Don't Stop Me From Pasting Passwords
Heya,
Whether you are copying a password from a password manager or copying a presentation to tweak, the copy/paste concept is so foundational to modern user interfaces that it’s shockingly frustrating when it doesn’t work.
I recently was logging into Zwift, a consumer application I use to ride my bike indoors. I was first surprised, then frustrated when I tried to copy my password from my password manager into the application.
I ended up having to copy my password into a terminal window, then type it in manually. I had to do it 3-4 times because I mistyped it, and even did a password reset.
Now, I use a password manager so I can have long, unique, complex passwords tied to each application I use that I don’t need to remember. These application specific passwords are all protected by the password manager and one memorized complex password (which is also backed up physically and stored securely, “just in case”).
With a password manager, if one application’s database includes passwords and gets compromised, all my other accounts are not affected.
The lack of copy/paste support was frustrating enough that I posted about it on bluesky, meme included.
Here are the reasons why this is a bad idea:
a user can’t easily use a password manager, which means your users who do use one get a degraded experience
this encourages weaker passwords; if I have to type it in, I’m going to use a shorter password and might re-use one
it frustrates your users right when you don’t want to--when they are trying to get into your application
security is not actually improved; if an attacker has compromised a user’s clipboard, it’s game over anyway (bonus you can configure most password managers to clear the clipboard)
Why might you want to allow this? I can only think of two reasons:
your compliance auditor or the specifications they reference haven’t caught up with the times (probably why someone guessed it was a bank)
you don’t trust password managers and want to discourage their use
If you are in the first bucket, I’m sorry. Please mention it to your auditor as a frustrating user experience. If you can, track paste attempts to have some data on how your users are being frustrated.
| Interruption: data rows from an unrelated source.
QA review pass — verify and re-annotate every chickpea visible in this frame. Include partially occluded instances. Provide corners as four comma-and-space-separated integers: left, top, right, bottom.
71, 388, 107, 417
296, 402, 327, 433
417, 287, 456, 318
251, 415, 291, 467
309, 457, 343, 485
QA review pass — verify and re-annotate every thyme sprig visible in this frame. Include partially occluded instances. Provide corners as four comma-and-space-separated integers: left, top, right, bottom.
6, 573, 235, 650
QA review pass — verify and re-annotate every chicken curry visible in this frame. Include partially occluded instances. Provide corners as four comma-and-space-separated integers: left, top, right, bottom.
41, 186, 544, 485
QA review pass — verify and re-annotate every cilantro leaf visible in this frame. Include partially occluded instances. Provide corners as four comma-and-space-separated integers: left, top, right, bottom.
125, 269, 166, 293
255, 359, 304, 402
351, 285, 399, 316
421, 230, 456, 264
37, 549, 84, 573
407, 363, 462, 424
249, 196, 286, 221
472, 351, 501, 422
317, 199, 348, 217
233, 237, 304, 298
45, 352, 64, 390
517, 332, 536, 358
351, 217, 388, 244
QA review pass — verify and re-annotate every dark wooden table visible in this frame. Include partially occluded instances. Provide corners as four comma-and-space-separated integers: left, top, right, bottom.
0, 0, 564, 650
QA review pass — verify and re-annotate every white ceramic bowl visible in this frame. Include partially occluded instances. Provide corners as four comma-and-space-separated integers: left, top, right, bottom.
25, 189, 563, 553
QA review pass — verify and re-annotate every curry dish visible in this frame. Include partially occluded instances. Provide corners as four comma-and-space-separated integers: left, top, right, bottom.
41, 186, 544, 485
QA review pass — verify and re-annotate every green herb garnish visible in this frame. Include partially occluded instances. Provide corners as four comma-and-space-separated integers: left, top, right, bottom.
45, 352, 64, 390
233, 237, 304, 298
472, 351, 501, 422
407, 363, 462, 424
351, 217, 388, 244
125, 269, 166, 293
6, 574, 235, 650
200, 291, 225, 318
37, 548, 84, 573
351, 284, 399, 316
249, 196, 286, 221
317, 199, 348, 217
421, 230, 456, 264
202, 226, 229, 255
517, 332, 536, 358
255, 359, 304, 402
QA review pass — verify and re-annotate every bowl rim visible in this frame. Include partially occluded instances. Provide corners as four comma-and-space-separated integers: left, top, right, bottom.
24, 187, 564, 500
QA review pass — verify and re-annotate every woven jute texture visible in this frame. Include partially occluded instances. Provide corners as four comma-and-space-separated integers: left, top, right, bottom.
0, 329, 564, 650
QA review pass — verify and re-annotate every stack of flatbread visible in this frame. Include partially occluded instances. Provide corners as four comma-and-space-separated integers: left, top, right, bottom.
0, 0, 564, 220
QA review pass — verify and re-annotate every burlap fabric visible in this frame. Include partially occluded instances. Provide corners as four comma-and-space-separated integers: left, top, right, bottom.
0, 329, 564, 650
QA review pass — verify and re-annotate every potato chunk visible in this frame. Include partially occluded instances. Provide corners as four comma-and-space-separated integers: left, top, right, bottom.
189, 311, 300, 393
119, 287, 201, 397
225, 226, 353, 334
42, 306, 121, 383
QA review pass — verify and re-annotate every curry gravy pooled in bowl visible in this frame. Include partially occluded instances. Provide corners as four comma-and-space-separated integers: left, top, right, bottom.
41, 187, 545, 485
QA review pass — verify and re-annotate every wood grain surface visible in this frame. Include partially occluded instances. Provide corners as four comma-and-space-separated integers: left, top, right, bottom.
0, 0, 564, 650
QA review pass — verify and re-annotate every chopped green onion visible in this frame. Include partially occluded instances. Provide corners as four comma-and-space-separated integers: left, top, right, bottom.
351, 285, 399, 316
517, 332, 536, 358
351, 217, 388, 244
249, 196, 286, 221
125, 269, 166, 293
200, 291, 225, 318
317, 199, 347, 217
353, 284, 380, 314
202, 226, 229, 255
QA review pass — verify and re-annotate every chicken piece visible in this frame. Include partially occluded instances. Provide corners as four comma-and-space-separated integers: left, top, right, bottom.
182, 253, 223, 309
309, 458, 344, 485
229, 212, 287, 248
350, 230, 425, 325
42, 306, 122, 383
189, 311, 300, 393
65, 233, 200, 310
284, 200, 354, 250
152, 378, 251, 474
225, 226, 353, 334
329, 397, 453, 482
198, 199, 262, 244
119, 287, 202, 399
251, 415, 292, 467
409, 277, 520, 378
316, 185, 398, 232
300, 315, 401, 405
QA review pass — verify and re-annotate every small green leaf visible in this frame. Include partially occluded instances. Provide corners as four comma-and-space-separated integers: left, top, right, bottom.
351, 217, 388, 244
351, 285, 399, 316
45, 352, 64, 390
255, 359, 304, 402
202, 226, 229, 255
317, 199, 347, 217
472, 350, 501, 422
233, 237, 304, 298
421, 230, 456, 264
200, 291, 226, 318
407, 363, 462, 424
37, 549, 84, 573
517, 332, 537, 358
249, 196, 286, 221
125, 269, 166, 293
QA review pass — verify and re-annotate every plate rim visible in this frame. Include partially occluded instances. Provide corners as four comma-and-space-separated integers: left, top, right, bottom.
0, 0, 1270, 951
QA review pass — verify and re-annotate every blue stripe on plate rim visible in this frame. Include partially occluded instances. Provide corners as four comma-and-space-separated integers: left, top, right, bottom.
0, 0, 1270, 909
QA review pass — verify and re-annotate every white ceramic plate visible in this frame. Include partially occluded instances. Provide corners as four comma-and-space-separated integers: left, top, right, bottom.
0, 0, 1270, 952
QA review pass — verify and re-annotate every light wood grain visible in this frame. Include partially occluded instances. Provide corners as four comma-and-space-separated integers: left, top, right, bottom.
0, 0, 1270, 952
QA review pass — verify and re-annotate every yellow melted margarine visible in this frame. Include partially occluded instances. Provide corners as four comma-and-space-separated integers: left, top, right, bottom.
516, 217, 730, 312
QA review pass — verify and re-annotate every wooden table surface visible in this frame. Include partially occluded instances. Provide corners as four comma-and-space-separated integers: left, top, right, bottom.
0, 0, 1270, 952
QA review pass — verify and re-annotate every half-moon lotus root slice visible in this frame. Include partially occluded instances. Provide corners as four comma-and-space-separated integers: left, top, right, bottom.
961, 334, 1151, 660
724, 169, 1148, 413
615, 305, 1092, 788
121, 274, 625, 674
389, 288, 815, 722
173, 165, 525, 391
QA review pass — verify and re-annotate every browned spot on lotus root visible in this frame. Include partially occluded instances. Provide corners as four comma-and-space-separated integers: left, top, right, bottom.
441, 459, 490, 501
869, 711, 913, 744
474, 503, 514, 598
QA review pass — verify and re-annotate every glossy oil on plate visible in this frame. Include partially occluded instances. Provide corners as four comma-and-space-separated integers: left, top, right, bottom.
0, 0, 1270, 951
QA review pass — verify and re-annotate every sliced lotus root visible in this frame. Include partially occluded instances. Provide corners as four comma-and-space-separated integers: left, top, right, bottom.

If you are in the second bucket, here’s data that might change your mind. This is well-established research and newer studies still rely on decades-old findings:
From a 2014 paper, cited by a 2019 paper: “Users have too many passwords, and users have difficulty matching their passwords to accounts. These problems lead users to insecure coping mechanisms such as picking passwords that are memorable but easy for attackers to guess, reusing passwords across multiple accounts, and writing passwords down.”
From a 2012 paper, cited by a 2022 paper: “… passwords are often easy for attackers to compromise.”
From a 2024 report: “Users with password managers were less likely to experience identity theft or credential theft in the past year compared to those without (17 percent vs. 32 percent).”
Of course there are occasionally password managers that have issues, but you don’t stop sending email because some folks phish. Instead, you do your due diligence before replying. Users should do the same with a password manager.
Finally, disallowing paste is discouraged by the NIST guidelines:
Verifiers SHALL allow the use of password managers and autofill functionality. Verifiers SHOULD permit claimants to use the “paste” function when entering a password to facilitate password manager use when password autofill APIs are unavailable. Password managers have been shown to increase the likelihood that subscribers will choose stronger passwords, particularly if the password managers include password generators.
If you don’t speak NIST-ese:
verifiers are entities authenticating users
SHALL means allowing password managers is required for spec compliance
SHOULD indicates a strong recommendation
Please, stop blocking copy/paste of passwords.